We have a class named Beer
that maps to a table beers
. This beer has thousands of checkins, has a certain rating and there are many venues selling it. So if you want to build a "beer profile" you have to:
- query the
beers
table - calculate an average rating for the beer by querying
checkins
- query the
venues
table to cross check which/how many venues are selling it.
while your application is small, this might not be a problem, because you have X beers, sold by Y venues. But if your application grow, and you have 10 times X beers and 1000 times Y venues, query all this data, run calculation over checkins, etc this can become your bottleneck real soon.
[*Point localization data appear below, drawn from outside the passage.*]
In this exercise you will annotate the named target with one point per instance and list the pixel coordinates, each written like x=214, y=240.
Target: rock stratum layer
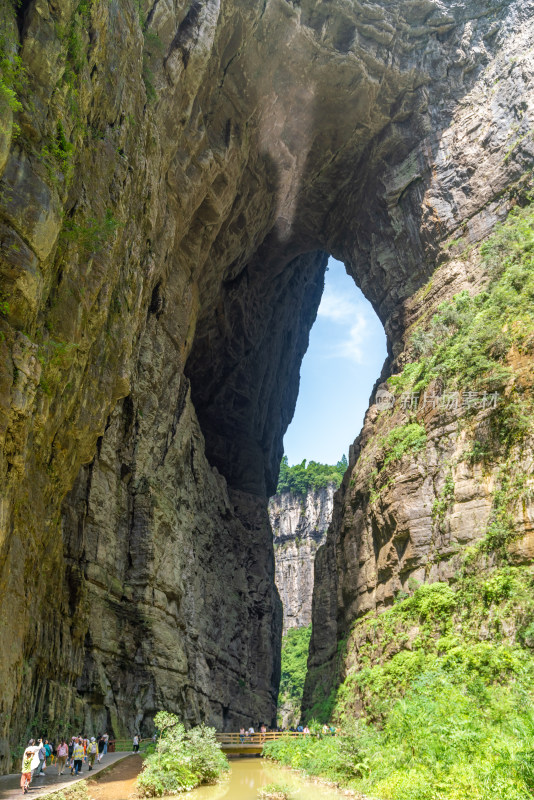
x=299, y=524
x=172, y=176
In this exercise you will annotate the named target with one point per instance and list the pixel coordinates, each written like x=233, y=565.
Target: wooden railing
x=255, y=738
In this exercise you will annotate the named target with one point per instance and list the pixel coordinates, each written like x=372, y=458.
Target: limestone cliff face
x=172, y=177
x=299, y=525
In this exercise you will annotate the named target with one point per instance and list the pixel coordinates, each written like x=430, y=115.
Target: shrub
x=182, y=759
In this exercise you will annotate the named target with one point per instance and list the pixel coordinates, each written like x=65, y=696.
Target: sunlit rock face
x=169, y=191
x=299, y=524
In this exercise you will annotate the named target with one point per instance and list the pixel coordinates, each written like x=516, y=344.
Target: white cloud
x=348, y=313
x=336, y=307
x=352, y=347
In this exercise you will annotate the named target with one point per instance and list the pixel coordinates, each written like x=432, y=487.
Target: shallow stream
x=248, y=775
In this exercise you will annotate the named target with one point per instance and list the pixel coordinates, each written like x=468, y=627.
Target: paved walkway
x=10, y=784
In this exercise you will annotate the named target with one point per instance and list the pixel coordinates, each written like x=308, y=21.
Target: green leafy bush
x=300, y=478
x=182, y=759
x=444, y=740
x=403, y=439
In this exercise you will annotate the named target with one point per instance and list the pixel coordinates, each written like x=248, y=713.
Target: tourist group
x=41, y=753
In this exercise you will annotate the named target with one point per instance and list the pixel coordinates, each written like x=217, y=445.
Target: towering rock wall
x=299, y=524
x=172, y=176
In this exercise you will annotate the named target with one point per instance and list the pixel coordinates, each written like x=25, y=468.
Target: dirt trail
x=118, y=783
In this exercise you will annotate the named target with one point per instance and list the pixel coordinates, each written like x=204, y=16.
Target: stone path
x=10, y=784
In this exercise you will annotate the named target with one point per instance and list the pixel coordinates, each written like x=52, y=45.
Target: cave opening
x=345, y=354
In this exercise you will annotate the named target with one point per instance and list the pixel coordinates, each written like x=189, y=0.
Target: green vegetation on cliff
x=485, y=343
x=434, y=694
x=442, y=682
x=183, y=759
x=295, y=645
x=301, y=478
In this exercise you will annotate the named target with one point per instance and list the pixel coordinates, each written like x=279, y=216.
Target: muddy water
x=248, y=775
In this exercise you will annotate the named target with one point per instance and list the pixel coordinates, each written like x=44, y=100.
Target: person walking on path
x=30, y=759
x=100, y=748
x=92, y=750
x=62, y=753
x=70, y=752
x=77, y=756
x=40, y=770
One might think that cache this information might be a good solution, and it might be for a period of time. Rely on cache for system stability is not a good idea. If you lose your cache (say your Redis instance had a network problem, because trust me, it WILL crash sooner or later) your application will go down. You now have a single point of failure: cache.
A better solution would be CQRS. You keep writing the checkin to checkins
table, user information to users
and so on, but you introduce a new model called BeerProfile
.
By using event sourcing, every time a beer is checked in, you fire an event (CheckinCreatedEvent
, as we did). Then, a listener will asynchronously process this event, find the BeerProfile
corresponding to the beer, increase its checkin count, refresh the rating, updating the numbers on many distinct users drink it, and so on.
So from now on, when a user wants the beer profile, you don't need to cross check three different tables since all beer related information is in a single place: beer profile table.
Conclusion
CQRS and event sourcing might be good for your application but adding those concepts will also bring more complexity. New tables means more data, more expensive. Asynchronous method calls are harder to debug. Event sourcing might fail as anything else and eventual consistency can hit you hard.
Study and analyze if something is right for you, don't surf other people's wave just because everybody is doing.